Posted: Tue Feb 28, 2017 5:07 am
by YoUDeeMan
SuperHornet wrote:
UNI88 wrote:
I'm a fan of Gary Patterson's 4-2-5 Spoke defense. You have 3 safeties so it isn't a nickel and you can vary the coverage on the strong and weak side. Your strong and weak safeties can come up and essentially play like outside backers in a pseudo 4-4 against a power team. It worked well for TCU against Wisconsin in the 2011 Rose Bowl.

http://www.afcaweekly.com/2015/01/multi ... 5-defense/
That article had the feel of a convention transcript, and it had no diagrams. I can imagine playing a base Cover 3 out of that with the two short safeties covering the outside short zones like outside backers or perhaps playing some form of bump man, or even bump on one side and zone on the other. Faking bump and blitzing would also be a great move as it would be much harder for the backs to pick that up if they're staying in to block. (Most backs are trained to look at the A gap on their side before moving out.)

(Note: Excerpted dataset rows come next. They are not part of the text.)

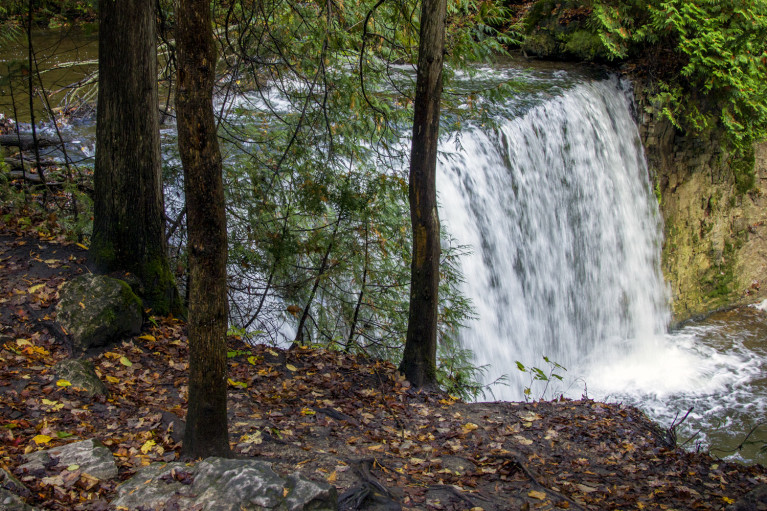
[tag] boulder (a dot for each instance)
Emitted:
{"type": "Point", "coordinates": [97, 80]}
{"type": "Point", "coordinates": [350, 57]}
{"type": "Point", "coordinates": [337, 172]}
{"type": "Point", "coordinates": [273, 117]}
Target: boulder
{"type": "Point", "coordinates": [219, 484]}
{"type": "Point", "coordinates": [96, 310]}
{"type": "Point", "coordinates": [80, 373]}
{"type": "Point", "coordinates": [11, 493]}
{"type": "Point", "coordinates": [755, 500]}
{"type": "Point", "coordinates": [9, 501]}
{"type": "Point", "coordinates": [93, 458]}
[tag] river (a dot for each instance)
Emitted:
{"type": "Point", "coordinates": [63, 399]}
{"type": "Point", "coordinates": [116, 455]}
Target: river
{"type": "Point", "coordinates": [566, 236]}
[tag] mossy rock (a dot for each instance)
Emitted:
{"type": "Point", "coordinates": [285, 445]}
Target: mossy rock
{"type": "Point", "coordinates": [96, 310]}
{"type": "Point", "coordinates": [80, 373]}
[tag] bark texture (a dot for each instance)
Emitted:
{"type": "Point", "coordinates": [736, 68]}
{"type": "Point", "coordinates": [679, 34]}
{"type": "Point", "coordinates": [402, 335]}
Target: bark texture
{"type": "Point", "coordinates": [419, 361]}
{"type": "Point", "coordinates": [206, 432]}
{"type": "Point", "coordinates": [128, 223]}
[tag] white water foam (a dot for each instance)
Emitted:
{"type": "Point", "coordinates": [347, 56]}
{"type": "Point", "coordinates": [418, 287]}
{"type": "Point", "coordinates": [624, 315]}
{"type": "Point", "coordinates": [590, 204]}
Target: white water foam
{"type": "Point", "coordinates": [566, 234]}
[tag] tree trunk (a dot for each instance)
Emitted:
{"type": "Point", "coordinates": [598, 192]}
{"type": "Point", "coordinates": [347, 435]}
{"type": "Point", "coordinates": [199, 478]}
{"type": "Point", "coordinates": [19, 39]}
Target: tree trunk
{"type": "Point", "coordinates": [419, 361]}
{"type": "Point", "coordinates": [206, 431]}
{"type": "Point", "coordinates": [128, 223]}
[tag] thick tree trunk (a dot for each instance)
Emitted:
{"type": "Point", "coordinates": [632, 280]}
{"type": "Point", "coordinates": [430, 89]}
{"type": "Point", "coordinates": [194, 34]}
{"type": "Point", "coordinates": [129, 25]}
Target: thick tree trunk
{"type": "Point", "coordinates": [128, 223]}
{"type": "Point", "coordinates": [206, 431]}
{"type": "Point", "coordinates": [419, 361]}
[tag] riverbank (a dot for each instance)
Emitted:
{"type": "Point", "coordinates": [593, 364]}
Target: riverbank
{"type": "Point", "coordinates": [334, 417]}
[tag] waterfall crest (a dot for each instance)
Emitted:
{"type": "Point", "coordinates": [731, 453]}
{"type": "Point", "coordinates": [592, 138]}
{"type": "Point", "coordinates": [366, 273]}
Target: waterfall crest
{"type": "Point", "coordinates": [558, 209]}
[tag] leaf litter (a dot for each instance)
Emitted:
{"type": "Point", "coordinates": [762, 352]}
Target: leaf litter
{"type": "Point", "coordinates": [335, 417]}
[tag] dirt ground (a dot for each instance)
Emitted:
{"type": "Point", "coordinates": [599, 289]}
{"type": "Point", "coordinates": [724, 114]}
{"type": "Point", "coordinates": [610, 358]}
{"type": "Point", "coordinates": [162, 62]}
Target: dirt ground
{"type": "Point", "coordinates": [340, 418]}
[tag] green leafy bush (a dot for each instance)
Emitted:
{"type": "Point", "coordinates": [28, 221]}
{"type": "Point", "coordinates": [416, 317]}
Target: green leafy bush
{"type": "Point", "coordinates": [707, 59]}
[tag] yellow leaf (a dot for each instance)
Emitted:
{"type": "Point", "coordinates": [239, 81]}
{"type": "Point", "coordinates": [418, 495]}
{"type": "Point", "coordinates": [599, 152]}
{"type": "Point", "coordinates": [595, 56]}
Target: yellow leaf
{"type": "Point", "coordinates": [239, 384]}
{"type": "Point", "coordinates": [253, 438]}
{"type": "Point", "coordinates": [35, 288]}
{"type": "Point", "coordinates": [147, 446]}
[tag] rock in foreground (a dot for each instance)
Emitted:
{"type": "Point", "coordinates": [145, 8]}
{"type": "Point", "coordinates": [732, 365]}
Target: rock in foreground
{"type": "Point", "coordinates": [218, 484]}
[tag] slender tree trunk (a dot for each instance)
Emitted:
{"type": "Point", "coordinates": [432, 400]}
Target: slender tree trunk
{"type": "Point", "coordinates": [419, 361]}
{"type": "Point", "coordinates": [128, 223]}
{"type": "Point", "coordinates": [206, 431]}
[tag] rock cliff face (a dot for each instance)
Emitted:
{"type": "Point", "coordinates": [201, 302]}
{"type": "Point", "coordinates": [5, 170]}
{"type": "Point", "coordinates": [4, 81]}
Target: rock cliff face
{"type": "Point", "coordinates": [715, 248]}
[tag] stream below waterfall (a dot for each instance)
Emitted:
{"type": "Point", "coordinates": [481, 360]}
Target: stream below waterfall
{"type": "Point", "coordinates": [556, 205]}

Given the clear descent from the old 4-4, with the eight-man front Patterson describes, one could easily shift from that to a 5-3 look by replacing one of the backers with a middle guard, resulting, in Patterson's terminology, a 5-1 front, 5-spoke alignment. You'd lose that second inside zone, giving the resultant Mike Backer a ton of responsibility, but it COULD work.

Nice work, 88....
When you talk about looking hard at the A gap...are you talking about watching women's flag football? :suspicious:

Re: Base Defense Debate

Posted: Tue Feb 28, 2017 1:31 pm
by SuperHornet
Cluck U wrote:The best defense is a good offense. The Patriots proved that again and again.
Tell that to the '80s Huskers, who ran up huge scores with their vaunted Wishbone attack, only to get shut down in the bowls.
Cluck U wrote:When you talk about looking hard at the A gap...are you talking about watching women's flag football? :suspicious:
I've never seen a women's FLAG game in my life, Cluck. Quit trying to crack weak jokes. The Sacramento Sirens play TACKLE football with a youth-sized football under a mix of NFL and NCAA rules.

Re: Base Defense Debate

Posted: Tue Feb 28, 2017 4:55 pm
by Grizalltheway
Cluck U wrote:The best defense is a good offense. The Patriots proved that again and again.
And Eastern Washington. And Oregon. Shall I go on?

Re: Base Defense Debate

Posted: Tue Feb 28, 2017 9:14 pm
by Mvemjsunpx
Grizalltheway wrote:
Cluck U wrote:The best defense is a good offense. The Patriots proved that again and again.
And Eastern Washington. And Oregon. Shall I go on?
Not to mention the Patriots have had a good defense most every year under Belichick.